植物专用代谢物的自然变异代表了植物对其环境的进化适应。然而,导致代谢途径多样化的分子机制尚未完全阐明.水稻植物通过积累二萜类植物抗毒素来抵抗病原体的攻击。已经证实,水稻植物抗毒素的组成表现出许多自然变化。在大多数品种中积累了主要的水稻植物抗毒素(莫米拉内酯和植物卡萨烷),尽管oryzalactone是一种品种特异性化合物。这里,我们试图通过分析水稻物种中的oryzalactone生物合成基因来揭示植物抗毒素多样化的进化轨迹。候选基因,KSLX-OL,考虑到oryzalactone的生物合成,在11号染色体长臂中的oryzalactone积累品种特有的单核苷酸多态性周围发现。过表达KSLX-OL的烟草和水稻植物中的代谢物分析表明,KSLX-OL负责oryzalactone的生物合成。KSLX-OL是KSL8的等位基因,参与另一种二萜植物抗毒素的生物合成,oryzalexinS并特异性分布在AA基因组物种中。KSLX-NOL和KSLX-bar,它们编码相似的酶,但不参与oryzalactone的生物合成,在AA基因组物种中也发现了。KSLX的系统发育分析,KSL8s,和相关的假基因(KSL9s)表明KSLX-OL是通过基因复制从KSL8和KSL9的共同祖先产生的,功能分化,和基因融合。KSLX-OL和KSL8在AA基因组物种中的广泛分布证明了它们在物种分化之外的长期共存。建议在基因之间进行平衡选择。
The natural variation of plant-specialized metabolites represents the evolutionary adaptation of plants to their environments. However, the molecular mechanisms that account for the diversification of the metabolic pathways have not been fully clarified.
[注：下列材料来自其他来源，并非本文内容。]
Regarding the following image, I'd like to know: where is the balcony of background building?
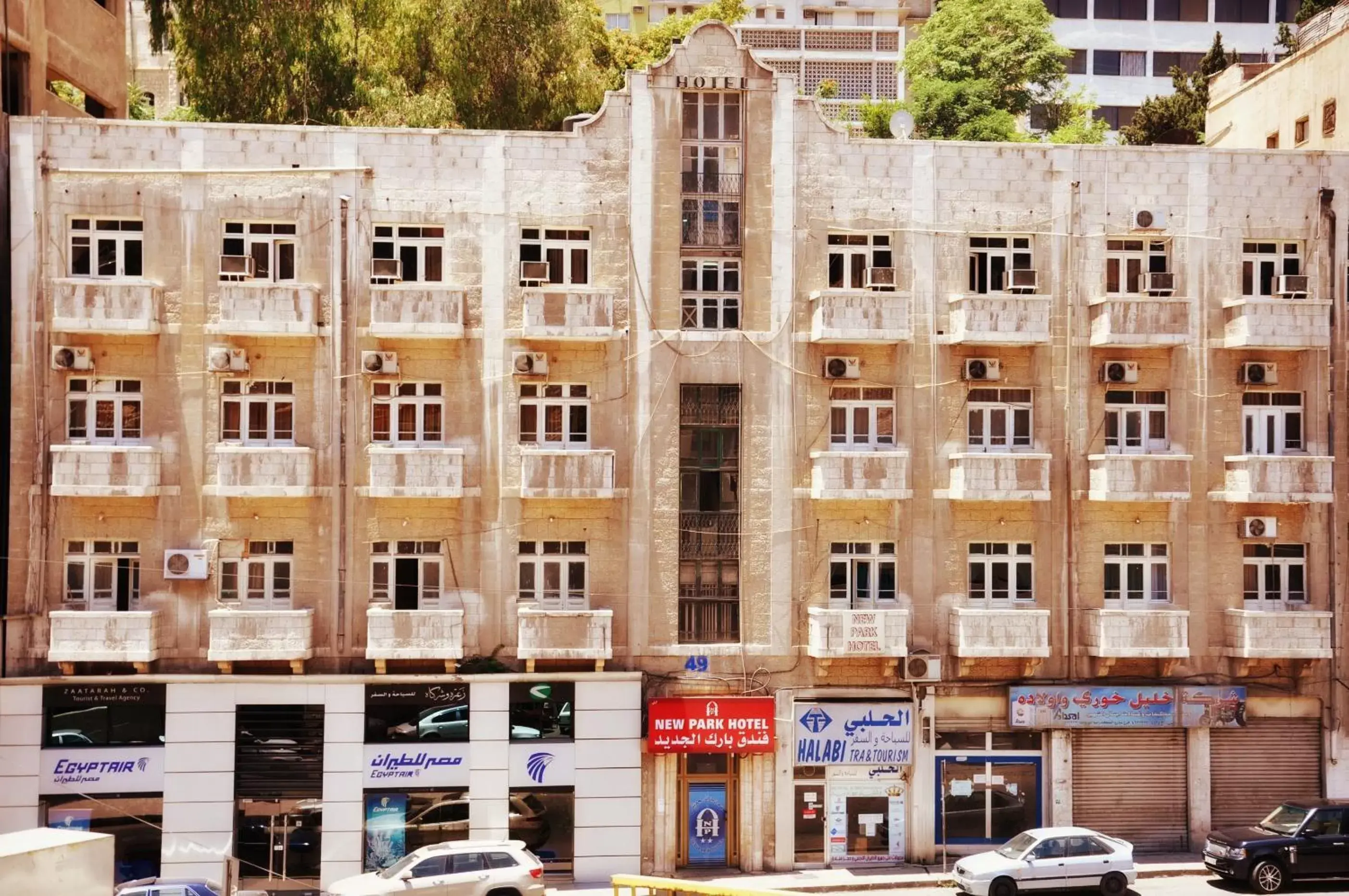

Rice plants resist attacks from pathogens by accumulating
diterpenoid phytoalexins. It has been confirmed that the composition of rice phytoalexins exhibits numerous natural variations. Major rice phytoalexins (momilactones and phytocassanes) are accumulated in most cultivars, although oryzalactone is a cultivar-specific compound. Here, we attempted to reveal the evolutionary trajectory of the diversification of phytoalexins by analyzing the oryzalactone biosynthetic gene in Oryza species. The candidate gene, KSLX-OL, which accounts for oryzalactone biosynthesis, was found around the single-nucleotide polymorphisms specific to the oryzalactone-accumulating cultivars in the long arm of chromosome 11. The metabolite analyses in Nicotiana benthamiana and rice plants overexpressing KSLX-OL indicated that KSLX-OL is responsible for the oryzalactone biosynthesis. KSLX-OL is an allele of KSL8 that is involved in the biosynthesis of another
diterpenoid phytoalexin, oryzalexin S and is specifically distributed in the AA genome species. KSLX-NOL and KSLX-bar, which encode similar enzymes but are not involved in oryzalactone biosynthesis, were also found in AA genome species. The phylogenetic analyses of KSLXs, KSL8s, and related pseudogenes (KSL9s) indicated that KSLX-OL was generated from a common ancestor with KSL8 and KSL9 via gene duplication, functional differentiation, and gene fusion. The wide distributions of KSLX-OL and KSL8 in AA genome species demonstrate their long-term coexistence beyond species differentiation, suggesting a balancing selection between the genes.